SURVIVORS of historical child abuse in care homes, educational institutions, by religious orders and high-profile members of the Scottish establishment are calling for compensation to be granted as part of a forthcoming public inquiry.

At the end of this month, Education Secretary Angela Constance will announce the remit and timing of the inquiry after holding months of discussions with victims and those who ran the institutions where they were abused.

Survivors want interim payments, similar to those given to victims in Ireland, so they can seek the help they so desperately need while Scotland’s biggest child abuse inquiry is being held.

In Care Abuse Survivors (INCAS), which represents nearly 400 victims of institutional abuse, said that, over the past 17 years of campaigning for an inquiry, scores of victims have died of old age, ill-health and suicide while waiting for justice for the shocking abuse they suffered as children while in care.

The charity’s chairwoman, Helen Holland, 56, from Alexandria, Dunbartonshire, said: “We want the scope to be as wide as possible and should not be narrowed down. It should cover everyone who was abused under the care of the state.

“Obviously, the institutions responsible want the scope to be as narrow as possible because they don’t want to be named and shamed. There must be no cover-ups. It needs to be as open as possible.

“Since 1998 we have been calling for a proper inquiry to get justice for thousands of Scottish survivors of institutional abuse.

“What we want out of this inquiry is acknowledgement, accountability, reparation, compensation, counselling, basically all the things survivors need.”

Helen herself suffered physical torture and sexual abuse from 1964 to 1974 at Nazareth House in Kilmarnock, Ayrshire, which was run by the Catholic Order, the Sisters of Nazareth. Her chief abuser was a nun called Sister Kevin.

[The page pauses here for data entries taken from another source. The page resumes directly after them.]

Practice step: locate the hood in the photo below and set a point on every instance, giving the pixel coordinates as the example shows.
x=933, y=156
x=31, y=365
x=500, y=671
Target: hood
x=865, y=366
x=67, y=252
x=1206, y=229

She said that as a punishment she was taken by Sister Kevin to the outhouse and thrown in an industrial tumble drier which was then switched on.

Helen said: “Angela Constance will make an announcement at the end of the month to tell us who the chairperson will be on the inquiry, when it will start and the scope of it.

“When I met her recently she admitted she won’t please everybody, however, her priority should be not about pleasing people, but about meeting the needs of the survivors.

“I want her to help the survivors right now. What Ireland did was once the survivors came forward, once they had verified they had been in care, they were given interim payments of about 10,000 euros to allow them get help and have the right to choose where they go for help.

“The scoping exercise over the past few months has been very distressing for the survivors because they had to sit in front of a group of civil servants and tell them what they want in the public inquiry.

“Many of these survivors have never been involved in an inquiry in their lives, so how they are supposed to know what it should involve is beyond me.

“Thankfully, INCAS has a group of solicitors acting on our behalf because the Government has more than 140 legal advisors.

“The Government announced the inquiry in December and then put notices out in newspapers and online asking survivors to go along to events, many of them didn’t even see those notices.

Helen said that, although many of the big institutions like Nazareth House, Quarriers and Smyllum Park have closed down, child abuse in care is still going on.

She added: “While they are still dealing with cases dating back 60 to 70 years, abuse in care is still happening now. We need to make sure this doesn’t happen again and the sooner this inquiry gets up and running the better.

“Young people in care need to know that they will be taken seriously when they complain about what happened to them.

“It is a nonsense for the Government to say things have moved on. The big institutions are not there but the level of abuse is still there and we cannot continue as a society to abandon children once they are taken into care.

“If this government fails to recognise what has happened, despite the fact there have been court cases, then they are just as bad as the people who abused us in the first place.”

Constance said she had been consulting with survivors and organisations on the “exact terms of reference” for the inquiry and planned to make an announcement at the end of April.

She said: “Those terms of reference need to capture the principles of the inquiry, and how we can create the right environment to support victims to confide, and the right timescales over which it should be held.

“That process must also find the right people to oversee the inquiry, not least any chair or panel.

“On 11 November, my predecessor, Michael Russell, stood in this Chamber and spoke about the moral imperative that compelled all of us to face up to and act on the reality of historical abuse of children and the current risks of child abuse.

“There have been national investigations into this issue before. And it is important that any further inquiry complements and builds on previous work, while moving the issue forward.

“We must also be conscious of the work already underway with survivors. The Scottish

Government has already given its commitment to working to develop a survivor support fund, and also to fund an appropriate commemoration, guided by the views of survivors.

“We will not make the same mistake as others by rushing out with names before we have consulted with survivors and relevant organisations about the attributes of a chair or panel.”